Others swear by putting it directly onto the heatmat to control it's surface temp.

I think whatever way you do it will be fine, as long as you are getting the correct readings from your thermometers at either end of the viv.


----------



## gecko87 (Jan 29, 2011)

well i am getting a reading between 30c-33c from the thermometer on the warm side.i have set the thermostat which is attached to the heat mat and its set to 31c and the probe is also on the warm side.and i have a thermometer on the cool side which stays between 22c-24c.i feel imo the thermostat should be on the heat mat not the cool side.


----------



## Darklas (Mar 25, 2009)

Like I say, go with whatever works for you. It's not set in stone.

I use the probe at the cool end in all my wooden vivs, but for my wee hoggie in his faunarium the probe is directly on the heatmat. Long as you achieve the correct temps I wouldn't worry so much.


----------



## Ssthisto (Aug 31, 2006)

balmybaldwin said:


> Thermostat probe should be at the COOL end - that way the stat is protecting the Rep from overheating by ensuring the cool end isn't too hot.
> 
> As for the thermometer probe that depends on what you want to measure


That doesn't work too well if you're heating using a heat mat under the substrate - it would result in the heat mat being essentially uncontrolled by the thermostat (since they do not significantly heat the air and therefore wouldn't significantly affect the cool end temperatures).

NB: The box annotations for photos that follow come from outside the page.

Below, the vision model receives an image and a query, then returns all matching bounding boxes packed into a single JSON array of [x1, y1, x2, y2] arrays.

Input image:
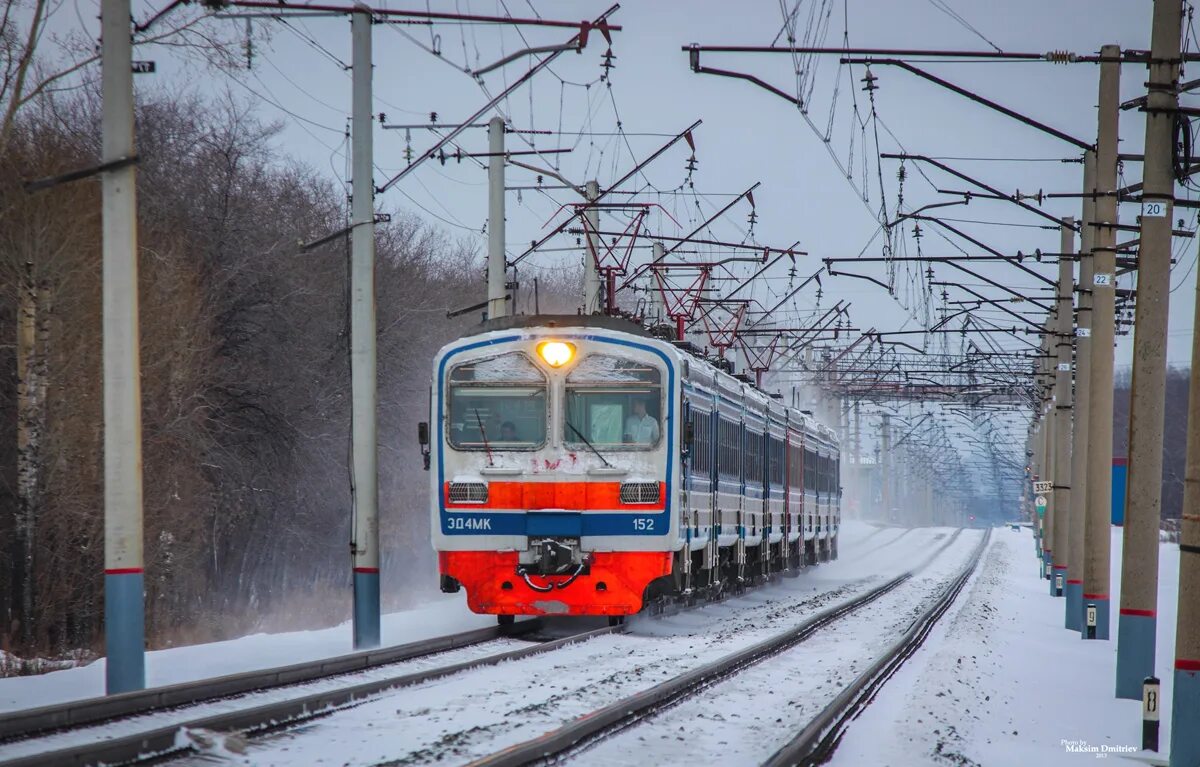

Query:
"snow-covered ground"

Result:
[[9, 523, 1178, 767], [166, 526, 977, 765], [574, 531, 980, 767], [830, 528, 1178, 767], [0, 593, 496, 712], [0, 522, 892, 712]]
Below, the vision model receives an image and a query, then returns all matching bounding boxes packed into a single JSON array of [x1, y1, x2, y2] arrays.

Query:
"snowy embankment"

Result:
[[830, 528, 1178, 767], [174, 526, 977, 766], [571, 531, 980, 767], [0, 593, 496, 712]]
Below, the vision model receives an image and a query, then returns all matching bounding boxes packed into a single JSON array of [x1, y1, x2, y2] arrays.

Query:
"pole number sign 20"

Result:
[[1141, 199, 1166, 218]]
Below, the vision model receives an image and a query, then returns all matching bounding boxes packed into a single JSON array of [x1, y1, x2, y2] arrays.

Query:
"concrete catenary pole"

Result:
[[1064, 151, 1096, 631], [880, 413, 892, 522], [1050, 216, 1075, 597], [350, 7, 379, 649], [1116, 0, 1183, 700], [487, 118, 509, 319], [1171, 234, 1200, 767], [102, 0, 145, 695], [583, 181, 600, 314], [1084, 46, 1121, 640], [1040, 340, 1056, 580]]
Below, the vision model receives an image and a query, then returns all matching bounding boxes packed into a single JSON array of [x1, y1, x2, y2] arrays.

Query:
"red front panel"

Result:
[[442, 481, 667, 511], [438, 551, 671, 616]]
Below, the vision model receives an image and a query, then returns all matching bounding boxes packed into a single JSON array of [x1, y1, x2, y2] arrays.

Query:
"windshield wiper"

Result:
[[563, 419, 613, 468], [472, 407, 494, 466]]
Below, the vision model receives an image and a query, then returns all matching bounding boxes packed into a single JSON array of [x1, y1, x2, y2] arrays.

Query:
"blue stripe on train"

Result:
[[442, 511, 668, 538]]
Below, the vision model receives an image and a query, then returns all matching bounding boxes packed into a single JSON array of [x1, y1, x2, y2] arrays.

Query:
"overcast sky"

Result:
[[30, 0, 1198, 494], [79, 0, 1195, 365]]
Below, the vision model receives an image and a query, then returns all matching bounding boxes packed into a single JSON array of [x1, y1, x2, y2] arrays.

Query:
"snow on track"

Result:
[[187, 526, 970, 765], [0, 593, 496, 713], [570, 531, 980, 767], [830, 527, 1178, 767], [0, 639, 530, 761]]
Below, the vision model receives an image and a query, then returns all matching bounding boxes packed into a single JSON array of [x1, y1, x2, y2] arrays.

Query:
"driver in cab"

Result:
[[625, 400, 659, 445]]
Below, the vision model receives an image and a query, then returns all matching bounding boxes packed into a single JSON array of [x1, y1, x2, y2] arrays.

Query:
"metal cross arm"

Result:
[[508, 118, 703, 266], [219, 0, 622, 32], [680, 43, 1076, 64], [840, 58, 1092, 151], [880, 152, 1079, 232], [374, 0, 620, 194]]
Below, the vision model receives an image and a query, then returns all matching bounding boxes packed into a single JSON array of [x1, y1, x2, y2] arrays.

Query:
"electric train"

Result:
[[420, 316, 841, 624]]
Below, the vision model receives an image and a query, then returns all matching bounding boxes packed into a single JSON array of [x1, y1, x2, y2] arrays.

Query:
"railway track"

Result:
[[763, 529, 991, 767], [0, 525, 958, 767], [0, 619, 624, 767], [470, 531, 990, 767]]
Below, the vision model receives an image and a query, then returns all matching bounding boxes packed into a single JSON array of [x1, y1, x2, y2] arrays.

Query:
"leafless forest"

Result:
[[0, 94, 576, 655]]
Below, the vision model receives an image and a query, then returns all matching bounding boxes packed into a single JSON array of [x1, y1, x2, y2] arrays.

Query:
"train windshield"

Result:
[[446, 352, 546, 450], [563, 354, 664, 450]]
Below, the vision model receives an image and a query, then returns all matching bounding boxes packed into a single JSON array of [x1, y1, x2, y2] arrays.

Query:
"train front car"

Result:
[[430, 317, 679, 623]]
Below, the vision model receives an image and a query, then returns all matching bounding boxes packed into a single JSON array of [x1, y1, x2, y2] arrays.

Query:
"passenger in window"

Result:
[[625, 400, 659, 445]]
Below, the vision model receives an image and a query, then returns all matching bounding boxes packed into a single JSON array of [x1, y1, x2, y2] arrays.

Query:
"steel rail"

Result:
[[0, 625, 625, 767], [468, 528, 961, 767], [0, 618, 542, 744], [763, 528, 991, 767]]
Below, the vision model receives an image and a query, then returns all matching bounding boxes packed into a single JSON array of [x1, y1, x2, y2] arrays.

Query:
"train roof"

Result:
[[451, 314, 839, 444]]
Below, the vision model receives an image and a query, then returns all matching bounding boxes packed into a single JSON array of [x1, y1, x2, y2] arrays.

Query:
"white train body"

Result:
[[430, 317, 840, 616]]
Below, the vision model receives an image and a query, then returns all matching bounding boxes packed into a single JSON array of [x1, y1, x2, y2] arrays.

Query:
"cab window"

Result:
[[563, 354, 665, 450], [446, 352, 546, 450]]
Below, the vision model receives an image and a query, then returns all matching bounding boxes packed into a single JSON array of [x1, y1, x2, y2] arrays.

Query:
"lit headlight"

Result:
[[538, 341, 575, 367]]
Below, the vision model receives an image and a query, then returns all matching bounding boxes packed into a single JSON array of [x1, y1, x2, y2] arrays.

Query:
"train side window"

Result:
[[688, 409, 713, 477], [804, 449, 818, 492], [716, 418, 742, 480], [768, 437, 784, 487], [446, 352, 546, 450], [745, 430, 762, 485]]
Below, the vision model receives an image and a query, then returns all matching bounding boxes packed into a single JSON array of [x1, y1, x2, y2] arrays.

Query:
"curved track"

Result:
[[460, 533, 988, 767], [0, 523, 956, 767]]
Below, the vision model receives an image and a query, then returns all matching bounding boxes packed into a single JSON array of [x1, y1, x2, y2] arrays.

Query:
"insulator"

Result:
[[1045, 50, 1075, 64]]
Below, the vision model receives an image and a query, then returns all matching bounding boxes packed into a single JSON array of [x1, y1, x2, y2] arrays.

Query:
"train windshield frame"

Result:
[[445, 352, 550, 451], [562, 354, 670, 451]]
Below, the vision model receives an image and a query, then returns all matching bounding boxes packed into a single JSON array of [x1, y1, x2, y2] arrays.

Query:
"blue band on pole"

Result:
[[1171, 661, 1200, 765], [1063, 580, 1084, 631], [1117, 610, 1158, 701], [1081, 594, 1110, 640], [354, 569, 379, 649], [104, 570, 146, 695]]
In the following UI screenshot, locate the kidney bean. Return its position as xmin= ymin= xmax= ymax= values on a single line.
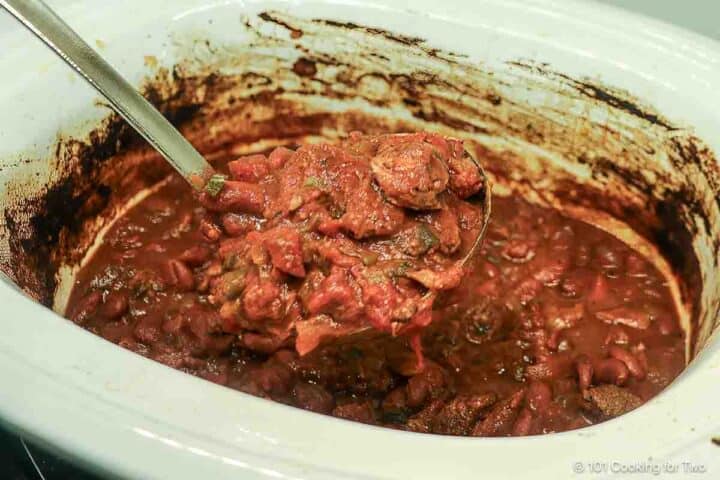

It is however good advice if you're using high-wattage bulbs or ceramics for heating and need a very high-temperature basking spot, but a significant drop to the cool end temperature.


----------



## Jeffers3 (May 18, 2010)

Placing the thermostat at the cool end is a bit like placing the thermostat controlling the oven in your kitchen in your fridge!

I understand the logic behind controlling the cool end, but it simply won't work properly. As said, the mat will be almost completely uncontrolled, since the mat will hardly affect the cool end temperature.

There is more of a case for the cool end probe if a high wattage heat lamp is being used, but if the set-up is correct and the basking area is controlled, the cool end will also be OK. The problem with placing the probe in the cool end is that there is an enormous lag between cause and effect. By the time the cool end has reached the stat trigger temperature, the hot end is extremely hot. This hot zone will continue to "drift" towards the cool end even if you switch off the heater. Hence, you have done exactly what you wanted to avoid - overheated the cool end of the viv.

This is a typical problem faced by process control engineers and they definitely would not place the control probe at the cool end.


----------



## gecko87 (Jan 29, 2011)

Jeffers3 said:


> Placing the thermostat at the cool end is a bit like placing the thermostat controlling the oven in your kitchen in your fridge!
> 
> I understand the logic behind controlling the cool end, but it simply won't work properly. As said, the mat will be almost completely uncontrolled, since the mat will hardly affect the cool end temperature.
> 
> ...


 
this is just what i thought.thanks:2thumb: 
all i wanted to know is it best to put the probes in the hide or outside thats all.


----------